# Replace Fixed Jet Carb



## sab826 (Feb 27, 2021)

Toro Snowblower PowerMax 826, (Model #: 38620, Serial # 250032024)
Carburetor Assembly No. 640349

Need to replace the 15+ old carburetor. I have been told and learned that a fixed jet carb's are "not the best" and a carb with a idle AND a mixture screw are better for controlling small engines. The plate the covers the carb has two access holes for a two screws adjustment carb but obviously it only has one screw . 

Question: Is there 2 screw OEM or Tecumseh carb that fits this machine? I'm not interested in Amazom, ebay, etc carburetors for $1

Thanks


----------



## JLawrence08648 (Jan 15, 2017)

Everyone is using Chinese replacement carbs off ebay and Amazon for $10-$20 for a Tecumseh engine. Not the best but fine. An adjustable carburetor will have 2 mixture adjustment screws, low & high. You'll see an adjustment screw on the bottom of the bowl. Type in adjustable carburetor Tecumseh 8hp 9hp 10hp, make sure you see the adjustment screw on the bottom!


----------



## sab826 (Feb 27, 2021)

JL, Thanks and I know. I just can't get myself to belief a $12 Chinese replacement carb that's 90% less then the OEM carb is going to have the same life and quality on a very cold snowy morning as a OEM carb. I get knockoffs and reconditioned equipment all the time but a carburetor? As the commercial says "I'd rather rather pay full price" I belief you get what you pay for.

Thanks
Steve


----------



## Jackmels (Feb 18, 2013)

I have used Countless Repop Carbs with No Issues. I'm sure some others will Chime in


----------



## sab826 (Feb 27, 2021)

Jack - my point is if I'm paying for a OEM carb, is there a OEM carb that fits my machine with a second [mixture] screw because the black metal carburetor sheild/cover has two drilled holes for screwdriver (torx/philips) adjustment. I that cover probably fits a dozen machines.


----------



## JLawrence08648 (Jan 15, 2017)

3 years I ordered an original factory Tecumseh carb because a customer wanted it, $75 or so. I was so disappointed with the quality, not as bad as the Chinese but not as good as the original. There are sometimes problems with the Chinese carbs, the screw holes in the carb for the carb cover heat shield sometimes are not tapped well, sometimes a new Chinese carb will surge and you need to ream things out using a tip cleaner, sometimes having to remove the Welch plug. Then it seems the carbs have a steel fuel bowl so that rusts.
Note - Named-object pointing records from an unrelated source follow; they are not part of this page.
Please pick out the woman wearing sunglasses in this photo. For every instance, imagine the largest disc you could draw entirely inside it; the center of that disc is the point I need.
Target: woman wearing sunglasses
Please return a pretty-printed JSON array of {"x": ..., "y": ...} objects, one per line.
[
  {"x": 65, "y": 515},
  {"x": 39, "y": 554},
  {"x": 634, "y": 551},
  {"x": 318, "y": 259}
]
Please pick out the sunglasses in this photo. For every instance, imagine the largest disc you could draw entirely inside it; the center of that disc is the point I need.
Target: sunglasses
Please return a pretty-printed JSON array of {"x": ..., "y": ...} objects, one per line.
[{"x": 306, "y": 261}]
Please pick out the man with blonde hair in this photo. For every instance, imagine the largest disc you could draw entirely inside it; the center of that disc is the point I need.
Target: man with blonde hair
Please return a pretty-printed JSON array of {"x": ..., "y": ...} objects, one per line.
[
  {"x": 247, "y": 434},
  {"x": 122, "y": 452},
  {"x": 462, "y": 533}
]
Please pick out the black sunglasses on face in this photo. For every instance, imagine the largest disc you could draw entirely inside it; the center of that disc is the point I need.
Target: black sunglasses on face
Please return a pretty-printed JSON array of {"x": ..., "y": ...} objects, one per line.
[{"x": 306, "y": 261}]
For the most part, they work perfect.


----------



## tadawson (Jan 3, 2018)

Yup, basically needing to do what you could have done on the original for $0 and no waiting to get it . . . and likely having a better result!


----------



## Jackmels (Feb 18, 2013)

sab826 said:


> Jack - my point is if I'm paying for a OEM carb, is there a OEM carb that fits my machine with a second [mixture] screw because the black metal carburetor sheild/cover has two drilled holes for screwdriver (torx/philips) adjustment. I that cover probably fits a dozen machines.


There are OEM adjustable carbs available if you look. Good Luck, and do as you see fit.


----------



## Dusty (Dec 13, 2018)

sab826 said:


> JL, Thanks and I know. I just can't get myself to belief a $12 Chinese replacement carb that's 90% less then the OEM carb is going to have the same life and quality on a very cold snowy morning as a OEM carb. I get knockoffs and reconditioned equipment all the time but a carburetor? As the commercial says "I'd rather rather pay full price" I belief you get what you pay for.
> 
> Thanks
> Steve


They don't, those chinese carbs are junk. I tried them a couple times and they do not work right. An adjustable one might be a little better, because you can adjust it, but still overall crap. They surge, they wont adjust in, all kinds of issues. If your going to buy an aftermarket one go with the one made by Stens, its about $40 bucks, look on ebay. Those are descent. Otherwise if you can, find a good used OEM carb at a bargain. New their a little pricey. Those are your two best options, a Stens aftermarket adjustable carb new, or a good used OEM carb. If you don't mind paying for it, the new OEM ones would be the best option, starting off fresh, but you'll pay, good used ones are fine.


----------



## JLawrence08648 (Jan 15, 2017)

Stens and Oregon are 2 hood companies. When I'm looking for a good product, I tend to look for and lean towards those 2 names. However, with carburetors, I've had Oregon carbs, not Stens, made in China, not any better, just more money.


----------



## sab826 (Feb 27, 2021)

Ya just bought a "Geninue OEM" carburetor from Ebay $65, others were over $85 plus shipping. The seller appears to be a lawn mower repair shop ...lets see. Now that you mention it the mobile repair guy said Stens I believe. I'll compare to the old and look at the packaging it comes in


----------